Bu süreç, finansal işlemler üzerinde devletin kontrolünün artmasına yol açmakta, aynı zamanda vatandaşlara daha fazla kolaylık ve koruma sağlamaktadır. Başlangıçta kripto para birimlerinin ana özelliklerinden biri olan merkeziyetsizlik, artık hükümet düzenlemeleri için bir araç haline geliyor.

Demek istediğim, kripto para biriminin yalnızca niş bir ödeme aracı veya riskli bir yatırım olmadığıdır.
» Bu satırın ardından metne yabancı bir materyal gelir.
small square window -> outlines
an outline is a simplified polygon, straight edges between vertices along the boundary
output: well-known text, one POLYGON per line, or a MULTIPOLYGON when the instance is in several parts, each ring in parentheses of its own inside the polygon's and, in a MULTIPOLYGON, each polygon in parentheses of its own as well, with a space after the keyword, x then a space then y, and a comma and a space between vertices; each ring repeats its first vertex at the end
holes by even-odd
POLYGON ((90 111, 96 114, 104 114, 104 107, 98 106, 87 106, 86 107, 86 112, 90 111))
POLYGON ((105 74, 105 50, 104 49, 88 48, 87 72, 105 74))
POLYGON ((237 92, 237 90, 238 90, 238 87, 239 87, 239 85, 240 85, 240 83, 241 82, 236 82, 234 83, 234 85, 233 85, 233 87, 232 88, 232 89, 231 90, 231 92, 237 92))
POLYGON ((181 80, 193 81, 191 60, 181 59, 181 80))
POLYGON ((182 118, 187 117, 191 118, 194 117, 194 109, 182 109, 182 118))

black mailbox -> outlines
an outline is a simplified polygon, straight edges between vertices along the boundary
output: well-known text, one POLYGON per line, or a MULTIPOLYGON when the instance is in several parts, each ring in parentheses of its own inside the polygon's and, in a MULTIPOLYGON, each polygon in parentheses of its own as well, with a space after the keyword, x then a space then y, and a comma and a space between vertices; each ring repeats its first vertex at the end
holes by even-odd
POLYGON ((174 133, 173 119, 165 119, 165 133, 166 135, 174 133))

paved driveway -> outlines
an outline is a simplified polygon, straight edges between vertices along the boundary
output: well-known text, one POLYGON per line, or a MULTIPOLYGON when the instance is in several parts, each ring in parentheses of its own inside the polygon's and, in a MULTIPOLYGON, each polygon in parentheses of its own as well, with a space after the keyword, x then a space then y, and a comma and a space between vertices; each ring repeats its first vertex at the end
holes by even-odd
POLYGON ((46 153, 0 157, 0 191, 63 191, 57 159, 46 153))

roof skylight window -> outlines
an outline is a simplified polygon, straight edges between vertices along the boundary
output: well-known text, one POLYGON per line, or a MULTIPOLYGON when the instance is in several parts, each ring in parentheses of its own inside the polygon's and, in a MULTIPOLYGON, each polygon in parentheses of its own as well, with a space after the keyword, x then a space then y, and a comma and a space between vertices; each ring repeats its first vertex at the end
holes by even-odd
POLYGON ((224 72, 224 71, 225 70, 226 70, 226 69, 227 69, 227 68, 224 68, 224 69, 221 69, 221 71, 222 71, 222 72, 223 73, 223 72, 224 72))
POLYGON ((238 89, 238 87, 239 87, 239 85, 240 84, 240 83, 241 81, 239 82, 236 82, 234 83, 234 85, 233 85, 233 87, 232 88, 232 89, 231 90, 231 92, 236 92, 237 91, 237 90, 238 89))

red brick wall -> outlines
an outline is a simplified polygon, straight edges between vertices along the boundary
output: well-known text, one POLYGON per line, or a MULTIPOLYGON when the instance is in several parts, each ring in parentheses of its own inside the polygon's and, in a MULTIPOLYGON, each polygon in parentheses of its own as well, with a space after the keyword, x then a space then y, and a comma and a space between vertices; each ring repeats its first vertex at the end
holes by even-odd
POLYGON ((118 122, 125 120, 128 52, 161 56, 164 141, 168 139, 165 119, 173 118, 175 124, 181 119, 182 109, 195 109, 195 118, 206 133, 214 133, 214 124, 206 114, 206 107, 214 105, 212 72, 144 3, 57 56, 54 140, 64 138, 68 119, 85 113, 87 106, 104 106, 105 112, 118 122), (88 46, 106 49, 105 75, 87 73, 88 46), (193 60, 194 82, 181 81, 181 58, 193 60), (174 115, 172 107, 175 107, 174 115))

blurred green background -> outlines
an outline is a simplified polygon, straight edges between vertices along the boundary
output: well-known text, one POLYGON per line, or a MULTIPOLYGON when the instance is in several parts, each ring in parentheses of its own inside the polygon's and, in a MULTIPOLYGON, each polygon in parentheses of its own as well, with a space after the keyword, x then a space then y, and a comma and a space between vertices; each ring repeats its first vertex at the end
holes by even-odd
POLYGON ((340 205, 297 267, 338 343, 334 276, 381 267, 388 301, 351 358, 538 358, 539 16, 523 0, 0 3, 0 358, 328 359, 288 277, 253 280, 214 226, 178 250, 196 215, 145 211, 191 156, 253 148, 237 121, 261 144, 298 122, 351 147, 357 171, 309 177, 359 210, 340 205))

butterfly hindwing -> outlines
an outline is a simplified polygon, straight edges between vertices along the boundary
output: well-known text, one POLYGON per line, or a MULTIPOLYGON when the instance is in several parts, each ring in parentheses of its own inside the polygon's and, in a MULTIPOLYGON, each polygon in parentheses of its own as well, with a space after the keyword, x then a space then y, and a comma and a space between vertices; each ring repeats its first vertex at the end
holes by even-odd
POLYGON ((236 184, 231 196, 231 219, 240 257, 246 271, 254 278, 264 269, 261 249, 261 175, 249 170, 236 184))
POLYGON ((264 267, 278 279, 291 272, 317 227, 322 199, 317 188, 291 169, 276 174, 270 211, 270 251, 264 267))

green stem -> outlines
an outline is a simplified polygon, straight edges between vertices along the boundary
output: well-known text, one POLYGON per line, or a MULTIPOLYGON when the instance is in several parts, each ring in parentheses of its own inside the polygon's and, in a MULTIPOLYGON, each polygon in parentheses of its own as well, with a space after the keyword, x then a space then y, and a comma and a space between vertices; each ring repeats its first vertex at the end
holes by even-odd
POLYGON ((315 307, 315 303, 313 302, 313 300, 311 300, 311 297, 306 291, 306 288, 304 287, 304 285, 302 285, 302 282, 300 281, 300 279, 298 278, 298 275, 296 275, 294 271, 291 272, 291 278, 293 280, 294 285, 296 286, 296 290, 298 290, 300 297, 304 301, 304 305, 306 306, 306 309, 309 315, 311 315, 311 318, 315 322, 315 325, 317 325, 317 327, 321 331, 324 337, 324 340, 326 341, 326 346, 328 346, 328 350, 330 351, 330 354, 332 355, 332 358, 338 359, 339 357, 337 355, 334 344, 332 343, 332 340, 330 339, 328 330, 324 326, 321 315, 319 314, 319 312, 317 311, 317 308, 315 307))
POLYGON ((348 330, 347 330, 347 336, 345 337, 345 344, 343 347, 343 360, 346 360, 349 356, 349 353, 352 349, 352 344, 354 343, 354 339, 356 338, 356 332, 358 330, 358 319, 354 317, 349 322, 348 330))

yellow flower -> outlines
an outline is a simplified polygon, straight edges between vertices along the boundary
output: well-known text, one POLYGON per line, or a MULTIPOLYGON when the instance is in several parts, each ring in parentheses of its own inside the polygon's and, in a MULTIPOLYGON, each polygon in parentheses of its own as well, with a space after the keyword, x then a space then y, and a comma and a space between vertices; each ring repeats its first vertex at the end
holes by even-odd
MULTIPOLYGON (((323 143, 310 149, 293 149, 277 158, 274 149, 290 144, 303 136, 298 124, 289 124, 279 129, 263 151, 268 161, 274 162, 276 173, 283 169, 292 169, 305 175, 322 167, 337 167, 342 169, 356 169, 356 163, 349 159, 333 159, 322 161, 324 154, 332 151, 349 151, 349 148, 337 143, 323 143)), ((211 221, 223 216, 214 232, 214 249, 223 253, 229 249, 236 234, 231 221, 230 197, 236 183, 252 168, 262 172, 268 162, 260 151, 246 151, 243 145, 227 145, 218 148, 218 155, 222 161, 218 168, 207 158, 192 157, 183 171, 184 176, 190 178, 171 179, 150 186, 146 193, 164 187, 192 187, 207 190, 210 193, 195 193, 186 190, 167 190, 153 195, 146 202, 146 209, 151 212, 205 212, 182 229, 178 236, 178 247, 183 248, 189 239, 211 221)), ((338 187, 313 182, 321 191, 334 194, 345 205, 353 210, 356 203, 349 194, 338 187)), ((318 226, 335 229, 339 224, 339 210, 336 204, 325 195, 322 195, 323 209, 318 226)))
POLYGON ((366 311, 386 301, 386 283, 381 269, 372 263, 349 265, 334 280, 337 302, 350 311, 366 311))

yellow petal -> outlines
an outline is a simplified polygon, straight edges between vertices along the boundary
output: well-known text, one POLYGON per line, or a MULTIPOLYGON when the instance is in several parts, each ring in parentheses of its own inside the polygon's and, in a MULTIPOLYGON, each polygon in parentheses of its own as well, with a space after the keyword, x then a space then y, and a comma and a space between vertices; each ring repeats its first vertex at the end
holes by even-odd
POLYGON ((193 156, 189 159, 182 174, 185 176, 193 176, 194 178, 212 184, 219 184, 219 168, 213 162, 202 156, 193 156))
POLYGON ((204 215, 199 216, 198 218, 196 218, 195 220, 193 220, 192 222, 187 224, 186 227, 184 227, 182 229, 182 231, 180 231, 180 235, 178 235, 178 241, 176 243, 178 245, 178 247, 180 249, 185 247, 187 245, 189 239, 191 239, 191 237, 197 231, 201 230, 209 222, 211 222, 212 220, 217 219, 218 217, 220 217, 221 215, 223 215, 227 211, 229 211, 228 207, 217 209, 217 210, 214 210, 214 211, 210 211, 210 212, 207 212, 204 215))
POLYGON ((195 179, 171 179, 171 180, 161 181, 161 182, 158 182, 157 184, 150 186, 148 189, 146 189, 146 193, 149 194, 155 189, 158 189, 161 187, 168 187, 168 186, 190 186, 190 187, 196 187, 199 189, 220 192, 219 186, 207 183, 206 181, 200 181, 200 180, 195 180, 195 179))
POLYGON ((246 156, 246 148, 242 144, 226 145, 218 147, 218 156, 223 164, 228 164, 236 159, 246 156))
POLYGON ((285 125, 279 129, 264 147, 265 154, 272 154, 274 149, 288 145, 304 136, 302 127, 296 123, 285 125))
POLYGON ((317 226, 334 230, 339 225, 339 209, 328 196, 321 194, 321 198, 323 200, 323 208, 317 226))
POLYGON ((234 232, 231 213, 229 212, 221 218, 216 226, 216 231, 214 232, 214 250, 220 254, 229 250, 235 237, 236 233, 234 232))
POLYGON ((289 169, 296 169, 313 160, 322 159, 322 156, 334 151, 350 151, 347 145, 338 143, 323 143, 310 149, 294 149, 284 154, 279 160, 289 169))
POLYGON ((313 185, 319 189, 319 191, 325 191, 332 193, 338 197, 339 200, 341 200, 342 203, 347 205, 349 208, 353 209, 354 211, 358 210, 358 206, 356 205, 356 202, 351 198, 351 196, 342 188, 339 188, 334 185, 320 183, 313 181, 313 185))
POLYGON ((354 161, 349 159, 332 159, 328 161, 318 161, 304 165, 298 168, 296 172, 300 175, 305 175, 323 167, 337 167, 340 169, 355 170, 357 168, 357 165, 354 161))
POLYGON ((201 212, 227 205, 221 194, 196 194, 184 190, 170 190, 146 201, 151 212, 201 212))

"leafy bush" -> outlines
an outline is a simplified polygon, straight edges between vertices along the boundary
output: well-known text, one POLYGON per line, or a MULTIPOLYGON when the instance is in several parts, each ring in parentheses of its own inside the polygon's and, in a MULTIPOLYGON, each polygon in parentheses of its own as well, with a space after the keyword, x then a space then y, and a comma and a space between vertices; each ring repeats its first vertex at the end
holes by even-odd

Halihazırda aktif olarak günlük hayata tanıtılan yeni bir finansal ilişki biçimini temsil ediyor. İnternetin geçmişte hayatımızın ayrılmaz bir parçası haline gelmesi gibi, dijital paranın da günlük hayatımızın ayrılmaz bir parçası haline geldiği finans sektöründe tarihi bir değişime tanık oluyoruz.